Hayatımızın her alanında milliyetçiliği yücelterek, hiç görmediğimiz insanları düşman diye gösterdiler. Gökten yağmur damlaları gibi yağan paraşütlü askerleri anlattılar, onların yere inmeden barbarca öldürüldüklerini, inenlerin de “barış” için öldürdüklerini anlattılar. Tankları, uçakları anlattılar. Milli duyguları iliğimize kadar aşılamaya çalıştılar. Okullara yıldızlı askerleri soktular, gururla tanıttılar topları ve tüfekleri. Sokakları bayraklar ve heykellerle doldurdular. Yüzlerce, binlerce insanın öldürüldüğü bir savaşa “Mutlu Barış Harekâtı” dediler. Fetihçi zihniyetle işgali sürdürdüler. Hala sürdürüyorlar.
Bir sabah üzerine salıncaklar astığımız efkalipto ağaçları da teller arkasında kaldı, babamın çocukken oynadığı sokaklar da. Annemin pencereden baktığı ve kız çocuğu olduğu için oynayamadığı sokaklar da.
Ataerkil baskılar, silahlar artıkça artı. Bölükler sınırlarını genişletti, kumarhaneler, gece kulüpleri ve askeri müzeler “turistik yerler” haline geldi. Lefkoşa’nın büyük bir kısmı ve tarihi yerleri askeri birliklerle dolup taştı. Nice bizim güvencemizmiş, vatan içinmiş.
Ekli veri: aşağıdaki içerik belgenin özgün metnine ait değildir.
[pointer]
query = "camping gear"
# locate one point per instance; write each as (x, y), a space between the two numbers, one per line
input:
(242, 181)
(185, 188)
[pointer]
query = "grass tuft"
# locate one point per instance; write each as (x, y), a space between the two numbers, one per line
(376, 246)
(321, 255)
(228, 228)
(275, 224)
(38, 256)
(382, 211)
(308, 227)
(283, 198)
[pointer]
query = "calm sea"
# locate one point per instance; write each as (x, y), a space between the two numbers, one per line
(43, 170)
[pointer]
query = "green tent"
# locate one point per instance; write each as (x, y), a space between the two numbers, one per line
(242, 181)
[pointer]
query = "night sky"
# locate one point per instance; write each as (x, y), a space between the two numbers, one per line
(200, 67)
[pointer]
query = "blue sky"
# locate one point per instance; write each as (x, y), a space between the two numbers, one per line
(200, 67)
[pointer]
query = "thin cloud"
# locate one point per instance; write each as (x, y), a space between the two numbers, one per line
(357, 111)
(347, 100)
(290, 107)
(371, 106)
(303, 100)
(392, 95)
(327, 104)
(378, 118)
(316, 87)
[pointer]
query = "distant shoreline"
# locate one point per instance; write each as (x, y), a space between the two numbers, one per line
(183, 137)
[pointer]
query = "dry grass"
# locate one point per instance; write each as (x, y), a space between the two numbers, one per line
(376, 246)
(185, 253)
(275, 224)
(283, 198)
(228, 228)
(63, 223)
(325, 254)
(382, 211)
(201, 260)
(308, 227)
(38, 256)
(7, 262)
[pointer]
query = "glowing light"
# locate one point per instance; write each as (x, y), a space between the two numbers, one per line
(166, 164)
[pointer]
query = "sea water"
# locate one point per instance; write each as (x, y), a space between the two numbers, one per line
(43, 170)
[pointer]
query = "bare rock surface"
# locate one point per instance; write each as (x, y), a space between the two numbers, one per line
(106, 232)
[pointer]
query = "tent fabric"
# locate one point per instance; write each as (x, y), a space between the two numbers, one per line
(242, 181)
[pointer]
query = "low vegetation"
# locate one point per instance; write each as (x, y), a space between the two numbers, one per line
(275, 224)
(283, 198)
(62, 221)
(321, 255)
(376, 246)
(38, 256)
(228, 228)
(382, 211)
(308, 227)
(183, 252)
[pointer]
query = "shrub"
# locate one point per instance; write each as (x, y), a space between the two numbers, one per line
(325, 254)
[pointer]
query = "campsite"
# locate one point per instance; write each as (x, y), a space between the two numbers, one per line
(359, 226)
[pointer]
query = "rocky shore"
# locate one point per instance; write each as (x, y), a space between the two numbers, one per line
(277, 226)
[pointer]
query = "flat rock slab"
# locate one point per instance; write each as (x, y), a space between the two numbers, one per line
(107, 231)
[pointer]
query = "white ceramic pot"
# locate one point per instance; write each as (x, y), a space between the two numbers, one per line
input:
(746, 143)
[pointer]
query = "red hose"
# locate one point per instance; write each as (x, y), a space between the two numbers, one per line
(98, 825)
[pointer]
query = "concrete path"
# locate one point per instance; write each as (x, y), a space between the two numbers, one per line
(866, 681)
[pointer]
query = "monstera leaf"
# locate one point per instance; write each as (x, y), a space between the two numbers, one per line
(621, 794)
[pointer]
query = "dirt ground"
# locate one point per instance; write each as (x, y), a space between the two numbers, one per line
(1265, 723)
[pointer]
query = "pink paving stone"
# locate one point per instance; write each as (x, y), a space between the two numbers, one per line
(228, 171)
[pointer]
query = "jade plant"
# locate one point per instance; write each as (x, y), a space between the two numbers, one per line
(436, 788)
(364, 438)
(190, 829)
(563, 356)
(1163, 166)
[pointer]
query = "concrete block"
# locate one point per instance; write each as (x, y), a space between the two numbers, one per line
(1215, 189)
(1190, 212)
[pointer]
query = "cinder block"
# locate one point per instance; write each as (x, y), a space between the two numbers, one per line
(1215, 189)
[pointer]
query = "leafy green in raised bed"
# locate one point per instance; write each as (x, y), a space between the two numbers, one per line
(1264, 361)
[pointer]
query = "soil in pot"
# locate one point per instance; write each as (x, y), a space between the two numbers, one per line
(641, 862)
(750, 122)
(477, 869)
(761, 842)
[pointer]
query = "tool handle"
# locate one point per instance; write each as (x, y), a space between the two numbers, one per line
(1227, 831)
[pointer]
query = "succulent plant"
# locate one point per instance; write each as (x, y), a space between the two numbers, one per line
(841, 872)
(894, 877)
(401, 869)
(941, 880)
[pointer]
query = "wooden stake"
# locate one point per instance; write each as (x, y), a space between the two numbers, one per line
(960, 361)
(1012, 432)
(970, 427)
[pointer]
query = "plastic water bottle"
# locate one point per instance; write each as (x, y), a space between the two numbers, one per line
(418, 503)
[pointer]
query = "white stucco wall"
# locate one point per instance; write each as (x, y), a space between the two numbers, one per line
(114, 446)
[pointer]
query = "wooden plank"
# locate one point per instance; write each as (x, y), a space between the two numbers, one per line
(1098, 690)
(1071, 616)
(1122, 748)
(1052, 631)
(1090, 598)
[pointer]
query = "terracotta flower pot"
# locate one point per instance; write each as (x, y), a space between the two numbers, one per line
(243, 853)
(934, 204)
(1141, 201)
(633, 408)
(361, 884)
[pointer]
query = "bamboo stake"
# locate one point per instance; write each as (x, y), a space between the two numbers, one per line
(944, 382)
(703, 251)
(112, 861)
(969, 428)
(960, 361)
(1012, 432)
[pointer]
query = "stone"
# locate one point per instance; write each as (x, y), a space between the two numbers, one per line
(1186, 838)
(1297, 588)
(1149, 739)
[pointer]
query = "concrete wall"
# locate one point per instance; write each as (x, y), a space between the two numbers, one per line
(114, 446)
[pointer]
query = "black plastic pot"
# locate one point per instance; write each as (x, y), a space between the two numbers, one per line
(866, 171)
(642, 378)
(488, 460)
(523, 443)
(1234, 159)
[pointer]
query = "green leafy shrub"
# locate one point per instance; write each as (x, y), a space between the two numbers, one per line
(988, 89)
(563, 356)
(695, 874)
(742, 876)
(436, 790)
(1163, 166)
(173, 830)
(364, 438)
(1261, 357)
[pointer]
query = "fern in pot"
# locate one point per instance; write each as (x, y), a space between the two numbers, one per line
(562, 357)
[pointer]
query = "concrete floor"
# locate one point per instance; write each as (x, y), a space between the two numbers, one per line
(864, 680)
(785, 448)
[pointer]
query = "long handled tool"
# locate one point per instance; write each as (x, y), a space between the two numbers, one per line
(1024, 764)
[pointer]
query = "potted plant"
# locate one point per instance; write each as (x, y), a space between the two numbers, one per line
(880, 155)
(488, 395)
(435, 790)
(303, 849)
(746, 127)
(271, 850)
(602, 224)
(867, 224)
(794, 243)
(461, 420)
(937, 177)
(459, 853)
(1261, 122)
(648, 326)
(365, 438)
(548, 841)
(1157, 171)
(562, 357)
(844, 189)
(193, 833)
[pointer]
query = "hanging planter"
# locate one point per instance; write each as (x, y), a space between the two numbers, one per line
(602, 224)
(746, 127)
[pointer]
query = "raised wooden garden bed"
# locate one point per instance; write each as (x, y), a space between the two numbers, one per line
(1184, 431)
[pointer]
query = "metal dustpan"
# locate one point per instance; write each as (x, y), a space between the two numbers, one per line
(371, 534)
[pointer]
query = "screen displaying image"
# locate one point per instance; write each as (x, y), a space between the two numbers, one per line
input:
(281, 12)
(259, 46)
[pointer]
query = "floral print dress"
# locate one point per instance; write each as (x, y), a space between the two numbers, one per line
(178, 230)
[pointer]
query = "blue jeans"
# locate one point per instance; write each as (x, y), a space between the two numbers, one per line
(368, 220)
Gün geldi çattı ve bana da zorunlu askerlik kağıdı geldi. Artık, çocukken oynadığım yerleri dikenli tellerle çevirdi diye kızdığım, efkalipto ağaçlarının altında nöbet tutan o silahlı asker gibi ben de zorunlu silâhaltına girecektim. Girdim, ataerkil erkeksi yönetimin dayatıldığı, sadece kendi ırkının yüceltildiği, bayrağın “şerefin”, silahın “karın” diye tanıtıldığı, yirmi dört saatin her anı üst rütbelilere hizmetin eksiksiz olduğu, yasal katiller yetiştiren bir esir kampından başka birşey olmadığını gördüm. Ve bu esaret bittikten sonra savaş hazırlıklarına, seferberlik çağrısına karşı vicdani reddimi açıkladım .
İşte belki de; geceleyin yaşadığım eve paralel dikenli tellerin üstündeki “girmek yasaktır” yazan levhaya yaklaştığımda “dur, kimdir o?” diye bağırırken, soğuktan sesi titreyen “adam”ların üzerine “karısı” diye zimmetlenen silaha sarılışına bir anlam veremeyişimdir Askersiz Lefkoşa.